Indessen erklärte der als möglicher Nachfolger Pischetsrieders in Gespräch gebrachte Wendelin Wiedeking, er wolle Porsche-Chef bleiben und erwäge keinen Wechsel in die Chefetage des VW-Konzerns. Dem in Wien erscheinenden Magazin »Format« sagte er in einem Interview, das beim Automobilsalon in Genf geführt wurde: »Ich denke nicht darüber nach, woanders hinzugehen. Die Porsche-Story ist für mich einfach viel zu spannend.« In die VW-Konzernleitung zu wechseln, »macht keinen Sinn. Wir bringen uns als Aktionär ein.« Wiedeking sitzt seit Ende Januar im Aufsichtsrat der Volkswagen AG.
VW-Gesamtbetriebsratschef Bernd Osterlohn wollte sich ebenfalls nicht öffentlich in die Diskussion über die Zukunft von Bernd Pischetsrieder an der Spitze von Europas größtem Autobauer einschalten. Zugleich vermied er es aber, ein Bekenntnis für Pischetsrieder abzugeben.

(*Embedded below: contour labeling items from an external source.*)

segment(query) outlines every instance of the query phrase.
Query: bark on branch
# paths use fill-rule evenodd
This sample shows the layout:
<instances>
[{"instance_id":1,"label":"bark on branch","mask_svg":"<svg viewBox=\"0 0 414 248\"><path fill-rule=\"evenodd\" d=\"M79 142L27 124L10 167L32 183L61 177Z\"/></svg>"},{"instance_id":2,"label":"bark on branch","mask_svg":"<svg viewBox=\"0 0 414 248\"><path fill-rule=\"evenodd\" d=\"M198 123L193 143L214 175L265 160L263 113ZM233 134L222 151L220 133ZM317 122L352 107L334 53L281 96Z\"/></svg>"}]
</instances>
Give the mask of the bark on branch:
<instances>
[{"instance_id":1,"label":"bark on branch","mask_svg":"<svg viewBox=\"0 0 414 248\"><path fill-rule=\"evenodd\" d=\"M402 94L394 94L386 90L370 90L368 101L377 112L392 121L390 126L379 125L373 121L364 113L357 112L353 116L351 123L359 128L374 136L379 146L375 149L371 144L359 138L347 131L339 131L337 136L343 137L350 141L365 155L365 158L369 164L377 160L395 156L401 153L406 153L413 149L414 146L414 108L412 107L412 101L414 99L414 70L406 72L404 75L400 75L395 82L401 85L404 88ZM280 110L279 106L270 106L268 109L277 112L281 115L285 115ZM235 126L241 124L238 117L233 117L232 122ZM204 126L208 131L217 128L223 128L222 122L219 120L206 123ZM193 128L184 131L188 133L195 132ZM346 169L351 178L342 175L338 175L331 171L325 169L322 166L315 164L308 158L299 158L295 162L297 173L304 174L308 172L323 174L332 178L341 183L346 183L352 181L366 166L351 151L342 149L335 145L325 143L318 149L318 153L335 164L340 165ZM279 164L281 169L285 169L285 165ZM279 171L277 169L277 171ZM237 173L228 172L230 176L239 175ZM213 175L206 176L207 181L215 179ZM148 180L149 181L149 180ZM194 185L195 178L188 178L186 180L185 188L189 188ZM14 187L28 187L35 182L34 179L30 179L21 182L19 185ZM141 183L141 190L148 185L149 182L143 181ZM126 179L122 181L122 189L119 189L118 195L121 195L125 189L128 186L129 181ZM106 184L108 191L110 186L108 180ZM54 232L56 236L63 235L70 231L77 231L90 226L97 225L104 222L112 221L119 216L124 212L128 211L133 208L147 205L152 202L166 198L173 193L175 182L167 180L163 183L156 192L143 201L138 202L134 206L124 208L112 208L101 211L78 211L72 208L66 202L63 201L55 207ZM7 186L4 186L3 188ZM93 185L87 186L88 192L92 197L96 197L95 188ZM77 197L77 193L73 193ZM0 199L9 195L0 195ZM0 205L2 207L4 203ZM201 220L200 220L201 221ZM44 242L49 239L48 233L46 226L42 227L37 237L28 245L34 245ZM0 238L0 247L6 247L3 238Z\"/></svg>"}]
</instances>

»Für mich als Betriebsrat hat vor allen anderen Dingen meine Verantwortung für die 170 000 Beschäftigten im Inland Priorität«, sagte Osterloh am Freitag. Für ihn hätten die Verhandlungen über das von Pischetsrieder eingebrachte Sparprogramm Vorrang. »Wir wollen mit Volkswagen verhandeln und nicht darüber in der Zeitung lesen.«
Osterloh wies zugleich Vermutungen zurück, die Arbeitnehmerseite könne ihre Zustimmung zu Pischetsrieders Vertragsverlängerung im Aufsichtsrat zurückhalten, um in den Verhandlungen Abstriche an den Sanierungsplänen zu erreichen. Das sei nicht seine Intention, betonte er.
Pischetsrieder selbst will nach Informationen aus Konzernkreisen nicht zurücktreten. »Es gibt keinerlei Anzeichen, dass Pischetsrieder seinen Vertrag frühzeitig lösen will. Er denkt nicht einmal daran«, berichtete das »Handelsblatt« am Freitag unter Berufung auf Unternehmenskreise. Ein VW-Sprecher wollte sich dazu nicht äußern.